Zeevaarders willen altijd vogels;
dodo's groter dan pingewijnen,
de bonte vogels, pootloos vliegend,
die men nooit zien zal voor hun doodval,
en papegaaien, papegaaien
het vlagvertoon van verre landen.
Al stelden vogels soms teleur;
de whippoorwills en de kalkoenen,
liefst zou men thuisgevaren zijn
met rijen vogels op de raas,
geen alken, meeuwen, albatrossen,
de wachters van het eigen graf,
maar warme vogels van de wal.
| |
| |
Wie zijn beide debuten bij wijze van herkenningstune opent met de regels
Rijdt u maar aangenaam door mijn geschriften,
de fiets is de getuige van mijn driften.
laat natuurlijk geen twijfel bestaan aan zijn neiging tot relativerende nuchterheid. Die verloochent zich in deze poëzie dan ook zelden. Wie van poëzie associatief vuurwerk of ongecontroleerde bevlogenheid verwacht, is bij deze dichter aan het verkeerde adres. Met gebrek aan temperament heeft dat, zoals wel wordt gedacht, niets te maken. Zo kan Lehmann, als de irritaties maar groot genoeg zijn, zich laten gaan in furieus sarcasme. Vooral in Vluchtige steden (en zo) weet het bureaucratisch beleid van slooplustige stadse machthebbers hem tot Vondeliaanse gramschap te brengen:
Een doofpot hoort bij 't eervol ambtsgareel
en wordt, te heet, naar boven doorgegeven.
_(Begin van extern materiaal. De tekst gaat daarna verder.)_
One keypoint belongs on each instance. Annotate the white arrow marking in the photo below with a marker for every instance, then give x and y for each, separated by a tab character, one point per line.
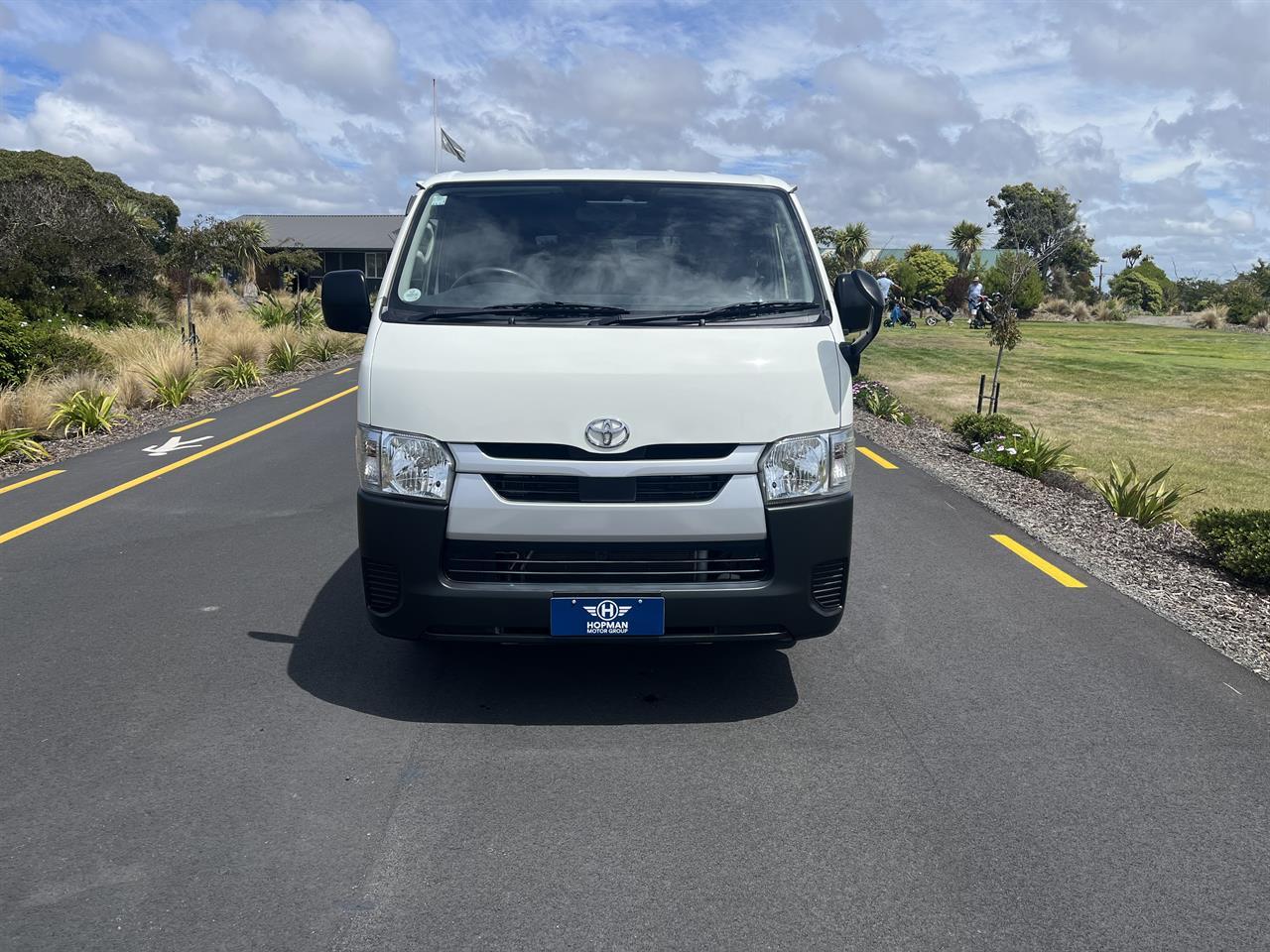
173	444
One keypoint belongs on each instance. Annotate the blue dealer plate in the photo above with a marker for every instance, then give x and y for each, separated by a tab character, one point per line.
607	616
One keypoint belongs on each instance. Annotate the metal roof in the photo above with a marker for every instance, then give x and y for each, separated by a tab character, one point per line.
606	176
370	232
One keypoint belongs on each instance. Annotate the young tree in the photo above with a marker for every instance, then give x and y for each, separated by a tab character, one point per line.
1046	223
965	239
1015	277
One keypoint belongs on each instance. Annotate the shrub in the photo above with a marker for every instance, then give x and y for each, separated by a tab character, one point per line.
876	399
1242	299
974	428
1138	291
236	375
85	413
924	272
1141	498
22	442
275	308
1109	309
33	347
131	389
171	386
885	407
285	354
1015	276
1029	453
235	336
1238	539
1210	317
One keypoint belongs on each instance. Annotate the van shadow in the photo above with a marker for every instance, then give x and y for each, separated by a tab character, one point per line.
338	657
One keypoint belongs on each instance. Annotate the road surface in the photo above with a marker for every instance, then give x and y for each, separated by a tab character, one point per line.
204	747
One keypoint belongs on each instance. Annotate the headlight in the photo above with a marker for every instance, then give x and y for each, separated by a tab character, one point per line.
404	465
816	465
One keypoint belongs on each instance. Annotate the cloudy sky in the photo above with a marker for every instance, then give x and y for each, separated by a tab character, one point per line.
903	114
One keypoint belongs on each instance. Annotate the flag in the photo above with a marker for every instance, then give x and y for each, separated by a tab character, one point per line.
448	145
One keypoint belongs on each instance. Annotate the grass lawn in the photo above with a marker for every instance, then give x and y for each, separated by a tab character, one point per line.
1160	397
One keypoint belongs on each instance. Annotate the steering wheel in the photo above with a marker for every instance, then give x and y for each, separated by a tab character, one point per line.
480	276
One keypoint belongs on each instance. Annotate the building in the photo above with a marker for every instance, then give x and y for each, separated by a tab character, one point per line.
343	241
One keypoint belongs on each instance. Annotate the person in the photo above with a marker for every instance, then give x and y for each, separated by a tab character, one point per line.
974	295
885	285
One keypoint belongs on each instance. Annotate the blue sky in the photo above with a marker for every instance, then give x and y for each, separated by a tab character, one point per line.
903	114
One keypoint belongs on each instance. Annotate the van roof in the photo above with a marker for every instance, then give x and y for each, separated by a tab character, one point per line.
606	176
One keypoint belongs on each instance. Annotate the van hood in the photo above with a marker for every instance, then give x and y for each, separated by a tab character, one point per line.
530	384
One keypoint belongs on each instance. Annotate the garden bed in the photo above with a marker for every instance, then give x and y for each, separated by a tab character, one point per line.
1164	569
148	420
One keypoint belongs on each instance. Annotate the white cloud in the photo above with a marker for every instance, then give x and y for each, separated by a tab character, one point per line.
906	114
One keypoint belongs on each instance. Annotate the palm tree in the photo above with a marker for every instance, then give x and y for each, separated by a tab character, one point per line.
965	239
851	243
245	245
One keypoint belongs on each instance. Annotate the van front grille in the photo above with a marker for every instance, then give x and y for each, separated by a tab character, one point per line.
572	562
541	488
559	451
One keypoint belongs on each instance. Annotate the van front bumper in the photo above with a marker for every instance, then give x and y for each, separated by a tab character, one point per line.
411	595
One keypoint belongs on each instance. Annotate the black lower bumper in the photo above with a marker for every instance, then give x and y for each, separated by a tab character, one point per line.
409	594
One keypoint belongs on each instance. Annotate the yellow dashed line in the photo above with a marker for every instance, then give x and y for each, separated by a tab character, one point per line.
883	463
28	481
163	470
190	425
1048	567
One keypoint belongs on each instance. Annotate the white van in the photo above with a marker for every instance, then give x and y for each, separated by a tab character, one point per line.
604	405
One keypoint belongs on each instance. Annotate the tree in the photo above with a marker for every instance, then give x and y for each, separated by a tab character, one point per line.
841	248
76	241
293	261
1135	289
924	272
1197	294
1046	223
244	244
1015	277
965	239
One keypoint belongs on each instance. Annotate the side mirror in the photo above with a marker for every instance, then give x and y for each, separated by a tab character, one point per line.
345	303
858	301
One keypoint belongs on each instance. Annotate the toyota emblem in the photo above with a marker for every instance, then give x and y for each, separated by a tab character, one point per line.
607	433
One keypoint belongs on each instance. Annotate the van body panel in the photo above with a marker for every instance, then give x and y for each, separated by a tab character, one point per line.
668	385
Ook een illusieloos cynisme is Lehmanns poëzie nooit vreemd geweest. Er staan momenten van een haast weerloze, melancholieke intimiteit tegenover.
Het is nog steeds dezelfde nacht
na de laatste nacht dat je hier was.
Nu hoor ik alleen na enen
nog steeds dezelfde sirene
van een onbekende fabriek,
waarvan je eens bent geschrokken,
toen je er wakker van werd en dacht
De handdoek met je naam in een hoek
De schoenendoos die ik bij brand
het eerst zou willen redden
werd met papier nog iets voller.
Gedichten 1939-1998 getuigt, hoe meer je je erin verdiept, van een nóg verbazingwekkender veelvoudigheid dan Ter Braak in 1940 al signaleerde.
l. th. lehmann, Gedichten 1939-1998, Uitgeverij De Bezige Bij, Amsterdam, 2000, 697 p.